In 2006, Banner Engineering (www.bannerengineering.com), a highly respected manufacturer of sensors and safety products, primarily for the discrete manufacturing sector, jumped into the wireless sensor game with proprietary 900-MHz and 2.4-GHz network protocols and a set of field devices.

Ty Fayfield, president of Banner's Sensonix subsidiary and developer of the SureCross wireless system, explained why our survey revealed a strong showing—in fact, growth in the use of proprietary wireless protocols (See Fig. 3).

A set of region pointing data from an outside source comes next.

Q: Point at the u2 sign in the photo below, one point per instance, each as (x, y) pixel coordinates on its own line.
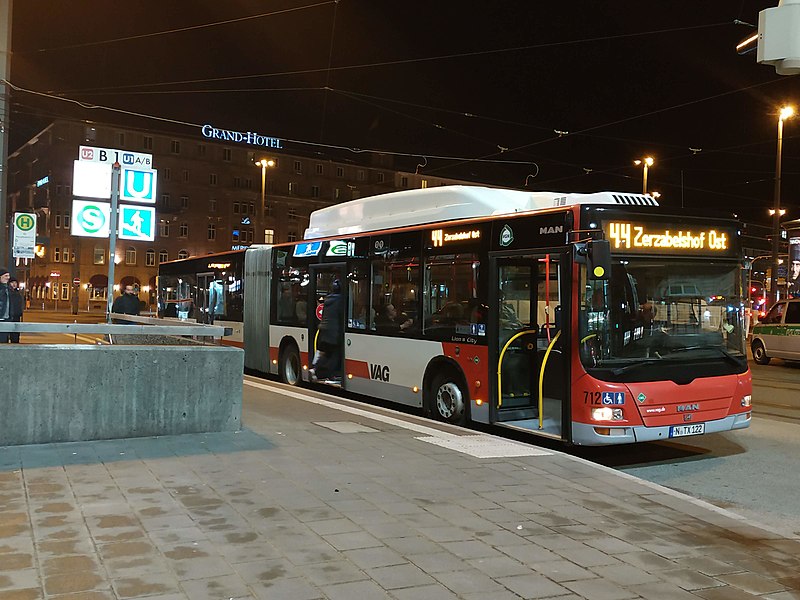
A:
(138, 185)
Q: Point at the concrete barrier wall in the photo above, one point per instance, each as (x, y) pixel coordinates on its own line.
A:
(58, 393)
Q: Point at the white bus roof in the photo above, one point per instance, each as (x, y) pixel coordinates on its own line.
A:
(447, 203)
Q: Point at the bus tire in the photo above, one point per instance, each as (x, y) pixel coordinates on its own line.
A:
(447, 398)
(760, 353)
(289, 368)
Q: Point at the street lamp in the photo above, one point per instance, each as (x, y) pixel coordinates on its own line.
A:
(647, 162)
(785, 113)
(264, 163)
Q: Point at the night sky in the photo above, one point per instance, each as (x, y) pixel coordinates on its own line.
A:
(565, 94)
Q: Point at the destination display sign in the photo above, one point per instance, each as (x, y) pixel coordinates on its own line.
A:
(643, 237)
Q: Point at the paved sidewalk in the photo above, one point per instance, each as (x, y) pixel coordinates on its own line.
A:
(311, 502)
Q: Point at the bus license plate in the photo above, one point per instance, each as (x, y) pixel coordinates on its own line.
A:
(681, 430)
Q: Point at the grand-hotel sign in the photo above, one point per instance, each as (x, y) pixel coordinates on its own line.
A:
(240, 137)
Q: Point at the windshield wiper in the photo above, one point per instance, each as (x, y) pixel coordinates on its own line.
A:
(632, 366)
(725, 354)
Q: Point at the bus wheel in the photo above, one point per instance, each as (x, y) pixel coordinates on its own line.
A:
(289, 365)
(447, 399)
(760, 354)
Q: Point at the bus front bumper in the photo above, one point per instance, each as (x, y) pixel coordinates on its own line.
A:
(590, 435)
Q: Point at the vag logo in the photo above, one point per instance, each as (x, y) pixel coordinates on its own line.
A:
(379, 372)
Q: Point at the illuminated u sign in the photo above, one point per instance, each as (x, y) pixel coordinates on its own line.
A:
(138, 185)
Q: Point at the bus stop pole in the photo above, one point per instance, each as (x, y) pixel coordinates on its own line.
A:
(112, 238)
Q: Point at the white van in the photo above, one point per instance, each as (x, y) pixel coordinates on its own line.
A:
(777, 335)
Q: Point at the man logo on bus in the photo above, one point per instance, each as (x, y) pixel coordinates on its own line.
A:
(506, 236)
(91, 219)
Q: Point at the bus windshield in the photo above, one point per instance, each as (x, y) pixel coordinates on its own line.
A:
(662, 312)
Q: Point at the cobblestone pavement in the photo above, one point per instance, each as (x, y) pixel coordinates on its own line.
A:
(311, 502)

"I'm not surprised," Fayfield said. "Sometimes all you need is to connect one sensor to one controller. Doing that with all the overhead of the standards-based protocols is incredibly expensive. Let's say you need one temperature measurement. With WirelessHART, ISA100 or Zigbee, you need a sensor, a wireless transmitter, a gateway and an output from the gateway. The gateway alone could cost as much as $5000. But with our DX80 system, one ‘wireless loop' costs less than $1500. As long as there's such a difference in both system overhead and cost, proprietary sensor networks like SureCross will to have a large place in things."

Fayfield isn't alone in that opinion. There are more than a dozen companies manufacturing proprietary wireless field device networks. They are diverse too, ranging from tiny start-ups to behemoths like Digi-Key, Cypress Semiconductor, Cooper Wireless (formed from combining Elpro and Omnex) and Schneider Electric.

There's a dichotomy between the companies that are sensor/transmitter-based and the ones, such as ProSoft Technology (specializing in 802.11 radio links, with some proprietary technology) which are controller- and network-based. This is shown by the number of respondents who said they were using 802.11 networks for data transmission and communications (52%).

And the cellular communications companies aren't asleep either. Motorola is one of the largest investors in Apprion, and Sierra Wireless has launched a cell-based wireless monitoring system that even uses the "cloud."